Ingestion & chunking¶

from ragforge.ingest import iter_documents
from ragforge.ingest.chunking import split_documents

docs = iter_documents(["data/sample/"])
chunks = split_documents(docs, size=1024, overlap=128)

Loaders¶

Extension	Loader	Granularity
`.pdf`	`ingest.pdf.load_pdf`	one block per page
`.md` / `.markdown`	`ingest.markdown.load_markdown`	one block per top-level heading
`.txt` / `.rst`	inline reader	whole file

Directories are walked recursively. Unsupported file types are skipped. Extending the registry is one entry in ingest/__init__.py.

Chunker¶

The default is a recursive character splitter with overlap. It tries the biggest separator first (paragraph), then falls back through line, sentence, word, character — so chunks land on semantically reasonable boundaries when possible.

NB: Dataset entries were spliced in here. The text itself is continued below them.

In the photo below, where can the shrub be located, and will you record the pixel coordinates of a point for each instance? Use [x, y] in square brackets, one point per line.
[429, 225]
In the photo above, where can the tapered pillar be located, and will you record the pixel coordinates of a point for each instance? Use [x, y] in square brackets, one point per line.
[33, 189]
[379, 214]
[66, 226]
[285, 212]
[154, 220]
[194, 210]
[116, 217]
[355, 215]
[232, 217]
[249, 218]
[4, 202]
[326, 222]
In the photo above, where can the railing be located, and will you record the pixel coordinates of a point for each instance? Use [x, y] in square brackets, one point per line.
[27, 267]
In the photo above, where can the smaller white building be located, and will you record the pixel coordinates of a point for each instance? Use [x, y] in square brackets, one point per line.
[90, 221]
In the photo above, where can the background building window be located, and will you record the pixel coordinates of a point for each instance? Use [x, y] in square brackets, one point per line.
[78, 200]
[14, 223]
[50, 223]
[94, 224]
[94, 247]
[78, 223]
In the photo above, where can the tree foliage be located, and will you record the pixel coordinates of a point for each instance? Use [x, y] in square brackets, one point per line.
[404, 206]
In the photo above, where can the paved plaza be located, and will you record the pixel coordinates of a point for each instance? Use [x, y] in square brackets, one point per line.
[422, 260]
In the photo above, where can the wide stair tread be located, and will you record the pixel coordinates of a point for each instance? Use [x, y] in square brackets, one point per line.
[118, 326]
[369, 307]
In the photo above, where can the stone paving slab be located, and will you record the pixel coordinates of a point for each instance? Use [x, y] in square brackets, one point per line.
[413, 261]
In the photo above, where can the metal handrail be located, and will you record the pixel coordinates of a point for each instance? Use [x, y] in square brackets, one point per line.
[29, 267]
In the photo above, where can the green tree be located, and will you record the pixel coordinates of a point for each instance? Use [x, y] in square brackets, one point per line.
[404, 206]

from ragforge.ingest.chunking import split

chunks = split(
    text,
    metadata={"path": "policy.md"},
    size=1024,
    overlap=128,
)

Tuning¶

size=1024 chars (~256 tokens) fits most retrieval models comfortably and keeps GPU memory low during reranking.
overlap=128 chars (~32 tokens) ensures a query that falls on a chunk boundary still hits a chunk with full context.
Larger sizes (~2048) often help long-form answers; smaller sizes (~512) help precise extractive QA.

Ids and idempotency¶

The Pipeline assigns each chunk a deterministic id built from the path, the chunk index, and a hash of the text. Re-ingesting the same document replaces its chunks instead of duplicating them.